Я — математик. Дальнейшая жизнь вундеркинда | страница 8



При изучении теории интеграла Лебега последовательно переходят от меры (т. е. длины) изолированных интервалов к мере более сложных множеств, состоящих из бесконечной последовательности интервалов, и далее к мере еще более сложных множеств, которые (так же как и совокупность точек, не принадлежащих к нашему множеству) можно сколь угодно точно приблизить такой последовательностью интервалов. Аккуратное изложение этой теории требует знания высшей математики, но не содержит никаких особенно длинных математических преобразований или запутанных логических построений. Для нас здесь существенно только то, что Лебег сумел разумным образом распространить понятие длины (т. е. меры) со случая отдельного интервала на случай наиболее сложных точечных множеств, для которых это понятие оказывается еще имеющим смысл.

Харди умер несколько лет тому назад[10]; его более молодой коллега и неизменный товарищ по работе Дж. Е. Литлвуд, с которым мне тоже приходилось работать, еще жив. В то время, о котором я сейчас рассказываю, Литлвуд казался просто одним из многих блестящих молодых людей; позднее, познакомившись с ним поближе, я узнал, что он замечательный альпинист и еще более замечательный математик. Небольшого роста, плотный, мускулистый, как и пристало настоящему спортсмену, Литлвуд и в математике и в альпинизме отличался неистощимым запасом сил и безупречным мастерством.

За долгие годы творческого содружества роли Харди и Литлвуда определились вполне четко: оригинальность замыслов и ясность мысли шли от Харди, непреклонное упорство и неустанная энергия — от Литлвуда.
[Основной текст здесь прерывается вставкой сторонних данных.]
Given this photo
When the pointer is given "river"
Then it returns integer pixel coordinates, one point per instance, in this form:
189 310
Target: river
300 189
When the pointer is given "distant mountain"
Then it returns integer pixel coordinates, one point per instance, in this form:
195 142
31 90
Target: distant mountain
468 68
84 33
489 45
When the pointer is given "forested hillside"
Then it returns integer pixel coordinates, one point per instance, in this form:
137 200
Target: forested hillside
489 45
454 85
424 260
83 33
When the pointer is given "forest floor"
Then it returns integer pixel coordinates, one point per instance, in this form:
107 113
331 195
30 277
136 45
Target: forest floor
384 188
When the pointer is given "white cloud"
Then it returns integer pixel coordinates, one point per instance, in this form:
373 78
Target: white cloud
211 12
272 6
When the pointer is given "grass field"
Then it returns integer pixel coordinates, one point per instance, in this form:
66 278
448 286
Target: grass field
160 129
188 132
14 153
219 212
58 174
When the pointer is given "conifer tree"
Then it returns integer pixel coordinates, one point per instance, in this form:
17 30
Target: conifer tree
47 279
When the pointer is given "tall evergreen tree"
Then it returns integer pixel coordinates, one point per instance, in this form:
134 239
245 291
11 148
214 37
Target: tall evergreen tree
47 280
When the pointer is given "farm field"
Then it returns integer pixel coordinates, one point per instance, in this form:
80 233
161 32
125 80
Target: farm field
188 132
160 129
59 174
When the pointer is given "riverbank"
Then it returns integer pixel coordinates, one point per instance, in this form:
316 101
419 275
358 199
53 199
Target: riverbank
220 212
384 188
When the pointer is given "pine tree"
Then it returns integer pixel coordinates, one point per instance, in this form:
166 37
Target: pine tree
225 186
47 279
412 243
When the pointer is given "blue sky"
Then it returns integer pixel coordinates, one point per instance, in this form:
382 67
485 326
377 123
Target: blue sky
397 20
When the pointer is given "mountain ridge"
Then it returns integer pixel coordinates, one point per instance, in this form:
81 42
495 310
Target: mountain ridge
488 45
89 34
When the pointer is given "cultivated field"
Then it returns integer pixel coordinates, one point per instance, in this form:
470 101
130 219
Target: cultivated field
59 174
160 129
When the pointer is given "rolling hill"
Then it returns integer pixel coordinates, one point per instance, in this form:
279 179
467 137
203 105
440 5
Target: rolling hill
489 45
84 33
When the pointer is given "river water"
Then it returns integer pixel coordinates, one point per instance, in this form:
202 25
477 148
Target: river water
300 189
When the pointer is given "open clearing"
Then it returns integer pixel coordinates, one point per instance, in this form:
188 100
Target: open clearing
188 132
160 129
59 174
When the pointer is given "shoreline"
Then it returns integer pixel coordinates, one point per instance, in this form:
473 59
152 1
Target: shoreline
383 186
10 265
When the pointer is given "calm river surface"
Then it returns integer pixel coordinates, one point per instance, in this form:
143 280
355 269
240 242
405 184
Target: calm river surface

Интересно, что из них двоих Литлвуд был гораздо менее заметен, чем Харди. Однажды произошел такой случай. Литлвуд приехал в Геттинген к Эдмунду Ландау. Увидев его, этот баловень судьбы и математики со свойственной ему непосредственностью воскликнул: «Так, значит, Вы на самом деле существуете! А я-то думал, что это псевдоним, которым Харди подписывает свои работы, когда считает, что они недостаточно хороши для него».

Немного позднее, в этом же академическом году, Ландау и Давид Гильберт стали моими учителями; это произошло весной 1914 года, когда я перед самым началом первой мировой войны перебрался в Геттинген. Ландау родился в богатой еврейской семье, где многие поколения мужчин занимались банковским делом. В детстве он тоже был чем-то вроде вундеркинда. Его воспитывали в обстановке изысканной роскоши, и он с раннего возраста привык пользоваться всеми благами жизни, которые можно получить за деньги. Этот миниатюрный человек с совершенно недисциплинированным умом и внешностью херувима — маленькие стоящие торчком усики не нарушали общего впечатления — всегда казался чуточку не на месте в этом грубом мире. Если кто-нибудь спрашивал, как отыскать в Геттингене его дом, он совершенно спокойно говорил: «Нет ничего проще. Это самый красивый дом в городе».